French Revolution Digital Archive (FRDA)

Officially launching the new Philologic-based text search is still on hold until an associated image collection is put in order. In the meantime, we’ve been talking about what will be involved in digitizing (and getting encoded in TEI) additional volumes of the Archives Parlementaires, which include some delightful and exceedingly miscellaneous content that will be a challenge to write a spec for.

Hebrew NLP

I was happy to meet up with Yael Netzer and Renata Keydar in person at DH 2019 in Utrecht. Other than preparing a description for the Poetic Media Lab website, this project has been mostly quiet over the summer, and I imagine work will resume in the fall.

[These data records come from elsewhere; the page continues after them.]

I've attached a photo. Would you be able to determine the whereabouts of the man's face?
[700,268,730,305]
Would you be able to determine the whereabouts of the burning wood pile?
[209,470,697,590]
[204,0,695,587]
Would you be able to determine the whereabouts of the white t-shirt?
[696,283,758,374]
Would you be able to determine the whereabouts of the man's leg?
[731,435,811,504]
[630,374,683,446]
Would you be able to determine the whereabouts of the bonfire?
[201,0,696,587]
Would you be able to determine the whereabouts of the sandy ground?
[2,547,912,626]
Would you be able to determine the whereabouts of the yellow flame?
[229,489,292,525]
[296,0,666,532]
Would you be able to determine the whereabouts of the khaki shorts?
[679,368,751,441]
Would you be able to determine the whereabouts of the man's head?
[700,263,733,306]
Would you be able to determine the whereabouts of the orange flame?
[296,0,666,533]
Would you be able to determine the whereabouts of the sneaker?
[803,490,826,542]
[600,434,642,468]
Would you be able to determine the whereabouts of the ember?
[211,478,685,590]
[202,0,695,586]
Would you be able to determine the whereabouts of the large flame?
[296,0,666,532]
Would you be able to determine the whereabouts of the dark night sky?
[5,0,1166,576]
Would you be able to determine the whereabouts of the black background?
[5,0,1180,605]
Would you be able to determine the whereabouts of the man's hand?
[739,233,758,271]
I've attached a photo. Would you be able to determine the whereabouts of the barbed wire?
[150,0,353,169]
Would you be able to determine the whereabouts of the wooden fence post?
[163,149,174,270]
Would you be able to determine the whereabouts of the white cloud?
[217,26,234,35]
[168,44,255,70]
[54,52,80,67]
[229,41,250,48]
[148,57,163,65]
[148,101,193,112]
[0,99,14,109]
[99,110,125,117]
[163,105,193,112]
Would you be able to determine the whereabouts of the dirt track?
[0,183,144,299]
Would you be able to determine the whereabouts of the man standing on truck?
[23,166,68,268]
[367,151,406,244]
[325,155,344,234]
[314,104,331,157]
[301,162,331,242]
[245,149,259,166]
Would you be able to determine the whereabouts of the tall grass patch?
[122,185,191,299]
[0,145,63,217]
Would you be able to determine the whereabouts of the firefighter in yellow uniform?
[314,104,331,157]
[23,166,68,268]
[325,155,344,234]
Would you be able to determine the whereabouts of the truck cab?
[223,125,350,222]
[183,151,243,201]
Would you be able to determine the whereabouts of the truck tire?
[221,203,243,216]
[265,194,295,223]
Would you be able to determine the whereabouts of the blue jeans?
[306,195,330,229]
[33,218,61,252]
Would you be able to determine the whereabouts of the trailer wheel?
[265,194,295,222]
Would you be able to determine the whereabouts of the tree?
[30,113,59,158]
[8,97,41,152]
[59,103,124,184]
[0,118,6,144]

Multilingual Harry Potter fanfic

With my collaborators away from the Bay Area this summer, I haven’t had the deadlines to make as much progress on this as I hoped. Luckily, CIDR had an intern for part of the summer, Christy Thompson, who helped with some of the data cleaning. She was a real trooper, not even balking when I presented her with OpenRefine and Russian. This project continues to be a fun example to bring up when people asked about the kinds of projects I work on. The response is usually pretty positive (and I learned some useful background on how AO3’s metadata is structured from Faith Lawrence at the DH conference), but at the SlavicDH workshop, I had to pull out my speech about fanfic as the literary studies equivalent of “public history” (h/t Kathleen Fitzpatrick), the value of seeing how monolithic, internationally-distributed corporate-controlled franchises fragment in the hands of readers/viewers in different cultural contexts, and the importance of having relatable multilingual data sets for teaching DH.

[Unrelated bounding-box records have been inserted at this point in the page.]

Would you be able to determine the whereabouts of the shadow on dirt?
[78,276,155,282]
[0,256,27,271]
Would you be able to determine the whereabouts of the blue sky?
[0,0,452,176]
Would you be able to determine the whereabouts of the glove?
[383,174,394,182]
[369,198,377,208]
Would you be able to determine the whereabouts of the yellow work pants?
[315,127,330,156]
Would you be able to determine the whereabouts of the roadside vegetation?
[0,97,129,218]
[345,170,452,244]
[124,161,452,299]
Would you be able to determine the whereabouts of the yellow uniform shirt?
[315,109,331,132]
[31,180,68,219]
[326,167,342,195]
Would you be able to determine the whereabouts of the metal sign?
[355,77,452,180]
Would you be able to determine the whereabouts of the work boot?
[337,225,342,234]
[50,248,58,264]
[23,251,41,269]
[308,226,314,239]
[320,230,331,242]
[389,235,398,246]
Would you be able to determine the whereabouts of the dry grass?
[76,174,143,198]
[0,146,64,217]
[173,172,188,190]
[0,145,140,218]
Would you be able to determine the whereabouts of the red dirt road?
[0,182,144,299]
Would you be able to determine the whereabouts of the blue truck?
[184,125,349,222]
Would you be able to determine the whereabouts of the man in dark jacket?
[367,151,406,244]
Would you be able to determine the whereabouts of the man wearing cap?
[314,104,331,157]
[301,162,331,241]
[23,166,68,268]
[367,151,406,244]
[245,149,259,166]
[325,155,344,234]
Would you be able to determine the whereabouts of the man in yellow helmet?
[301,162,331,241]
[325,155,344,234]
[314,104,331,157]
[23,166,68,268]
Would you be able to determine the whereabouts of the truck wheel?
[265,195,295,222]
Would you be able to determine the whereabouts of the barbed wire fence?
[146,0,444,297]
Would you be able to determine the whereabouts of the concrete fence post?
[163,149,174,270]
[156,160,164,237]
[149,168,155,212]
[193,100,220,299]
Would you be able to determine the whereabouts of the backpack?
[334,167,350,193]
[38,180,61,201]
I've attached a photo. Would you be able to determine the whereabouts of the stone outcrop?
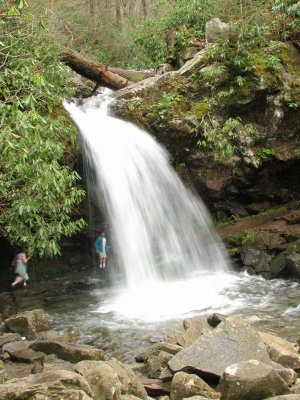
[217,360,290,400]
[170,372,221,400]
[76,361,147,400]
[113,36,300,228]
[168,318,271,379]
[30,340,104,363]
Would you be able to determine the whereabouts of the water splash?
[64,94,227,288]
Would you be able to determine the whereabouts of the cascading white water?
[64,90,227,287]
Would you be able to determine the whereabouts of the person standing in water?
[11,251,31,287]
[95,231,108,268]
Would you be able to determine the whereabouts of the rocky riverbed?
[0,309,300,400]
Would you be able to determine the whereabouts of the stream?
[45,271,300,363]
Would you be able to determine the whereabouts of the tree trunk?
[62,49,130,90]
[62,49,155,90]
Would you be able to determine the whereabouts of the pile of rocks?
[0,309,300,400]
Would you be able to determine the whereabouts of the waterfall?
[64,90,227,287]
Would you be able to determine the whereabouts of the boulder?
[205,18,236,43]
[170,372,221,400]
[36,328,80,343]
[168,318,271,379]
[183,317,211,335]
[207,313,226,328]
[272,362,298,387]
[260,332,300,370]
[0,370,93,400]
[30,340,104,363]
[145,351,173,378]
[0,333,21,349]
[217,360,290,400]
[136,341,182,362]
[5,309,50,339]
[76,360,147,400]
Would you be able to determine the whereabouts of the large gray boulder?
[76,360,147,400]
[170,372,221,400]
[5,308,50,339]
[168,318,271,378]
[217,360,290,400]
[0,370,93,400]
[260,332,300,370]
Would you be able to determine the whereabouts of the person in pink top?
[11,252,31,287]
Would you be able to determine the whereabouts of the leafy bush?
[0,0,84,256]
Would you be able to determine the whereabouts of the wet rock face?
[217,360,290,400]
[168,319,271,379]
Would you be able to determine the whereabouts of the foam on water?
[64,90,228,296]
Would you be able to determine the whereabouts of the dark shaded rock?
[207,313,226,328]
[10,349,45,364]
[260,332,300,370]
[76,360,147,400]
[142,378,170,397]
[168,318,271,379]
[30,340,104,363]
[0,333,21,348]
[0,370,93,400]
[170,372,221,400]
[217,360,290,400]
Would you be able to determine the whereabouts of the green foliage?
[198,118,253,159]
[257,147,276,160]
[271,0,300,40]
[151,93,183,112]
[0,1,84,256]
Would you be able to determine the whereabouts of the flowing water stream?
[59,93,300,361]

While our paths didn’t cross in person at the DH conference, it’s been great to be in touch with Federico Pianzola and Simone Rebora, who are working on “social reading” through looking at user comments at Wattpad. Over the summer, I was also introduced to Mike Kestemont, a medievalist at the University of Antwerp who has worked with his text analysis students on Harry Potter fanfic. More recently, it’s been exciting to learn about the ongoing interest in fanfic at the Berkeley Center for New Media, via Gail De Kosnick, which may present an opportunity for meaningful cross-Bay Area exchanges.

Translation

The LitLab also had a number of summer interns through CESTA, and they worked on expanding our corpus of texts for the translation project, which now includes Korean, German, and Indonesian. The group (Yulia Ilchuk, J.D. Porter, and Antonio Lenzo) has considered how to frame a paper on the topic, perhaps for the special edition of the Journal of Data Mining and Digital Humanities connected to the workshop where we originally presented the idea.

Rosetta

The paper we submitted on a translation dashboard for literary scholars didn’t make it into the Slavic NLP workshop at ACL, but the feedback we received was useful. The project seems to have mostly been on hold over the summer, but the more I look at the state of NLP for non-English languages with smaller speaker bases, the more I’m convinced of the value of what Rosetta aspires to do for turning literary translations into NLP training data.

Performing Trobar

Marisa Galvez held the first instance of her summer course in France using the new Stanford Sites-based website for students to post final projects. I consulted with a few students about their projects, but on the whole, they seemed interested in creative but non-digital projects. I’m happy to say that the largest technical problem encountered by the course seemed to be the poor wifi in the French castle, rather than anything with the website.

Poetic Media Lab projects

The Poetic Media Lab has been in a period of transition, as last year’s postdoc, Daniel Bush, has been moving to a new position at Stanford, and a number of newer graduate students have been stepping up. I’ve talked with them about everything from WordPress themes and plugins for the “Poetic Thinking” site, to Drupal configuration on the Poetic Media Lab website, to data modeling and how to go from manual notes to structured data, to the eternal “what happens next?” question after you’ve spent a lot of time encoding something in TEI.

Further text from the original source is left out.